Refugee Week – The complex mental health needs of refugees

23 June 2017

By Dr David Bell

In this week when we are all thinking about refugees, this excellent video from Médecins sans Frontières is a very timely reminder of the suffering that so many refugees endure. In my own work as a psychiatric expert, I have interviewed many hundreds of people who have suffered in the ways outlined in the film. I think, however, that we currently lack the appropriate diagnostic categories to capture the difficulties they face.

Image of refugees from Doctors Without Borders

Although many refugees suffer from the typical symptoms of Post Traumatic Stress Disorder (such as flashbacks, intrusive thoughts, hallucinations, claustrophobic panic, nightmares, depersonalisation, social isolation) in my view this is not an appropriate diagnosis. It does not adequately cover the complexity of their situation. The diagnosis of PTSD is more appropriate to those who have suffered one or a few discrete traumatic events which have a clear temporal and causal relationship to the symptomatic picture. However, in most refugee cases, there has been a long history of cumulative trauma – for example years of living under threat, witnessing of extreme violence, bereavements. This is then followed by the traumatic separation caused by leaving their homeland and family – whose existence may itself be very precarious and so a constant source of persecuting preoccupation.
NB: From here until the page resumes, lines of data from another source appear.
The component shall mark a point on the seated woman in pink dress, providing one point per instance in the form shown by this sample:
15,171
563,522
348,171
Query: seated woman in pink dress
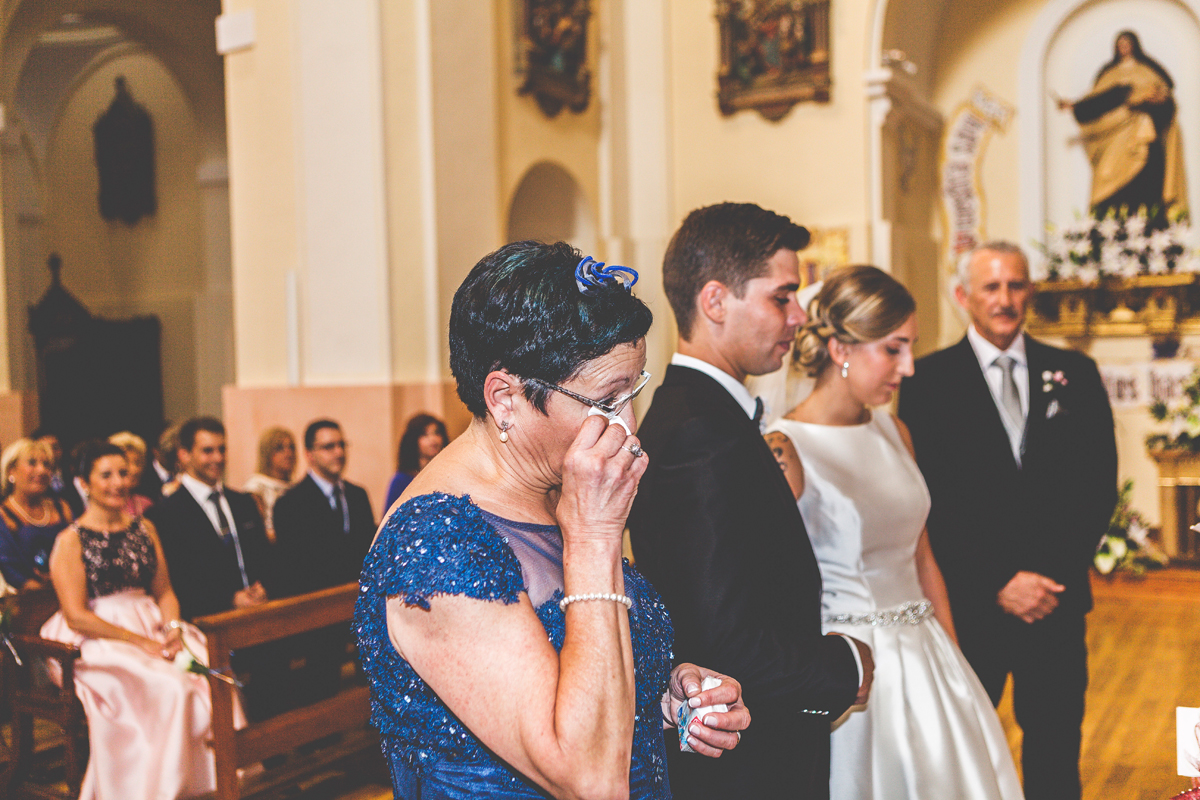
148,719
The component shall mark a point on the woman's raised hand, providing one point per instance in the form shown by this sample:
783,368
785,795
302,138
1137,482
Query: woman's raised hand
600,475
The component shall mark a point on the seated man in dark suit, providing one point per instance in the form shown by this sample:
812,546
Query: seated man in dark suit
215,543
323,527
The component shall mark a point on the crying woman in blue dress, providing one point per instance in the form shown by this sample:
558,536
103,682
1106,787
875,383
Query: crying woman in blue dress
510,650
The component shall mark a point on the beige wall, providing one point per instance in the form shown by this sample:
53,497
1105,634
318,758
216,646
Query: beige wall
810,166
527,137
156,265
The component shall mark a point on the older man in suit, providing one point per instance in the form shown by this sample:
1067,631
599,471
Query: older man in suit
714,524
1015,441
323,529
217,553
323,524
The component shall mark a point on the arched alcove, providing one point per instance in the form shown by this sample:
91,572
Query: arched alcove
549,205
59,65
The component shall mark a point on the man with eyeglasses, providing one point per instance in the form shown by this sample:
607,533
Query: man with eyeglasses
714,524
323,529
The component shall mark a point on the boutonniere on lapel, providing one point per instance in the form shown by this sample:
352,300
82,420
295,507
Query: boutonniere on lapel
1051,382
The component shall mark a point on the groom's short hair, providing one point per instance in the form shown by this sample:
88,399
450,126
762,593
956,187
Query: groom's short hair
729,242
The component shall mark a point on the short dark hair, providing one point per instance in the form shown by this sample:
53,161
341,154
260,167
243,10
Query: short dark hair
310,433
520,310
85,455
730,242
189,429
408,457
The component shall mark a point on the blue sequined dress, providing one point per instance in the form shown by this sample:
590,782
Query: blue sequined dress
442,545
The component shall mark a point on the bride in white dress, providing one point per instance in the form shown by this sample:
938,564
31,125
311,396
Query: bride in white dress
929,729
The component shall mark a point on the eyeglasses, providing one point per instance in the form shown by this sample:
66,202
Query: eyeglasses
610,409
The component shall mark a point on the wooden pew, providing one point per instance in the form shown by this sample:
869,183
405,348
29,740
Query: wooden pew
347,711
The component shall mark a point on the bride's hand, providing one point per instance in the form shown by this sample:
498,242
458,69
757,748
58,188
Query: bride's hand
719,731
600,475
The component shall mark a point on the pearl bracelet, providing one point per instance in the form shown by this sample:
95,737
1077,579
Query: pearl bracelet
595,595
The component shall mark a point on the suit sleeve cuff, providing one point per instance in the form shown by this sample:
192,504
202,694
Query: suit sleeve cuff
853,651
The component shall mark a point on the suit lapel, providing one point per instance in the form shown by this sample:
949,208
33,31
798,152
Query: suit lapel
198,513
697,383
1036,354
979,404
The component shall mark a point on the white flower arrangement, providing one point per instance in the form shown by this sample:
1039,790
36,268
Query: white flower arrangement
1122,244
1126,546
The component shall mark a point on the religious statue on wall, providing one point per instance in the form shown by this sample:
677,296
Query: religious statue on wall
124,137
1132,137
552,46
774,54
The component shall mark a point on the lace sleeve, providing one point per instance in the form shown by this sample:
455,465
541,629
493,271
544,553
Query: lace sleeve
442,545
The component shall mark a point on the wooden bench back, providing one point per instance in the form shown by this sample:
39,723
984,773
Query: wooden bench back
348,710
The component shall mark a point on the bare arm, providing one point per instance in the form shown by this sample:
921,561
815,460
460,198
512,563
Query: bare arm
165,595
71,585
564,720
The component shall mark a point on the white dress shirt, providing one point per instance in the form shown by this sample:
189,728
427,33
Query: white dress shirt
987,353
749,403
328,489
731,384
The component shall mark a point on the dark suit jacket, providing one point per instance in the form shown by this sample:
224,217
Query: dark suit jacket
313,552
717,530
990,518
203,569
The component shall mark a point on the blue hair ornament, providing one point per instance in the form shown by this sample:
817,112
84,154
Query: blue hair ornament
593,277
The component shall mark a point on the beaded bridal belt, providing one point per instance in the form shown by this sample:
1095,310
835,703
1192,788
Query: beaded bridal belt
911,613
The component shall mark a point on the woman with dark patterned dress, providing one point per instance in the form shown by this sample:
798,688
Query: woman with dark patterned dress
148,720
510,651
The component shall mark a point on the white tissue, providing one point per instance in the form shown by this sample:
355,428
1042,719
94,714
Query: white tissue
687,714
615,420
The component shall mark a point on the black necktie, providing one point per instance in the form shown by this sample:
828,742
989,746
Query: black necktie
222,521
229,536
340,500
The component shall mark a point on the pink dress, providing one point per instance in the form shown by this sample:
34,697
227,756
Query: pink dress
148,721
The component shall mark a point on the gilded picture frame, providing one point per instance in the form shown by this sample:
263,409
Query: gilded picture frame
773,54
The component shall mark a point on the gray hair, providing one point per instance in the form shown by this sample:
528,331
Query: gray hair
963,266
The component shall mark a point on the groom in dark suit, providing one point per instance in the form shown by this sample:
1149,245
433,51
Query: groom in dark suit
714,525
1015,441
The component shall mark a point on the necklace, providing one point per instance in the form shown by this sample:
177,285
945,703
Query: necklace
28,516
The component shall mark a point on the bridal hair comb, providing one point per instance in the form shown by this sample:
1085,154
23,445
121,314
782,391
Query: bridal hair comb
593,277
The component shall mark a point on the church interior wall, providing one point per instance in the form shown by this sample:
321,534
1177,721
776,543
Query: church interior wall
810,166
154,266
979,46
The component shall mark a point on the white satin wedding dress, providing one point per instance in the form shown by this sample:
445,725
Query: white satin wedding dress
929,731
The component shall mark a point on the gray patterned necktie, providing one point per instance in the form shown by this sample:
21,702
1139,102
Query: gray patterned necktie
1009,398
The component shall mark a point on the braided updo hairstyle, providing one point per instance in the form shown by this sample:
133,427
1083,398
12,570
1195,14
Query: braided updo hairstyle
856,305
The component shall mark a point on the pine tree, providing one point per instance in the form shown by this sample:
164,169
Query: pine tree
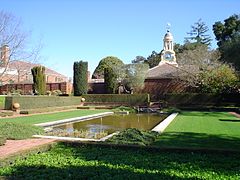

They start their journeys – often months or even more than a year travelling in situations where they are not cared for – in an already highly vulnerable state. We also need to bear in mind that these individuals are often minors. They then arrive in a foreign country they do not understand, cut off from any contact with their families. In some cases, there is no proper provision for them on arrival, and many are subject to detention.

I argue that in these situations a more appropriate diagnosis is ‘Chronic Traumatised State’. Such individuals are often suffering from the typical symptoms of severe depression (suicidal ideation, a profound feeling of nihilism, and deep feelings of irrational guilt as part of ‘survivor syndrome’). However, there is no firm dividing line between Severe Depressive Disorder and Chronic Traumatised State, many symptoms being common to both. Further, traumatised states when they become chronic often eventuate in Severe Depressive Disorder. Lastly, this long period of cumulative trauma can result in changes in personality structure which will require many years of rehabilitation and specialist psychological help.

These individuals therefore require proper psychological assessment and support from specialist professionals. Fundamental here is the provision of secure, enduring and trusting relationships with mental health personnel. Medication has very little role to play given the complexity and chronicity of these disorders.

I commend every effort made this week to highlight the plight of refugees and draw attention to their mental health needs. I hope this is something which continues to see more thoughtful consideration.

Dr David Bell is a past president of the British Psychoanalytic Society. He is a consultant psychiatrist in the Adult Department of the Tavistock and Portman where he directs a specialist unit for serious/enduring complex disorders. He is one of the U.Ks leading psychiatric experts in asylum and human rights and heads up the Tavistock Immigration Legal Service.